Pointwise adaptive estimation of a multivariate density under independence hypothesis
Gilles Rebelles

TL;DR
This paper introduces a data-driven, adaptive kernel estimator for multivariate density estimation that automatically adjusts to independence structures, reducing the curse of dimensionality and achieving minimax optimality.
Contribution
It proposes a novel pointwise adaptive estimation method that automatically detects independence structures, improving accuracy in high-dimensional density estimation.
Findings
Estimator is minimax optimal.
Automatic adaptation to independence reduces dimensionality effects.
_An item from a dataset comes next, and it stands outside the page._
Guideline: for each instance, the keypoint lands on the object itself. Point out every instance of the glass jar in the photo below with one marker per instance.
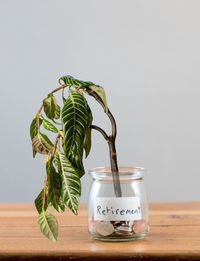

Provides a data-driven selection rule with oracle inequality.
Abstract
In this paper, we study the problem of pointwise estimation of a multivariate density. We provide a data-driven selection rule from the family of kernel estimators and derive for it a pointwise oracle inequality. Using the latter bound, we show that the proposed estimator is minimax and minimax adaptive over the scale of anisotropic Nikolskii classes. It is important to emphasize that our estimation method adjusts automatically to eventual independence structure of the underlying density. This, in its turn, allows to reduce significantly the influence of the dimension on the accuracy of estimation (curse of dimensionality). The main technical tools used in our considerations are pointwise uniform bounds of empirical processes developed recently in Lepski [Math. Methods Statist. 22 (2013) 83-99].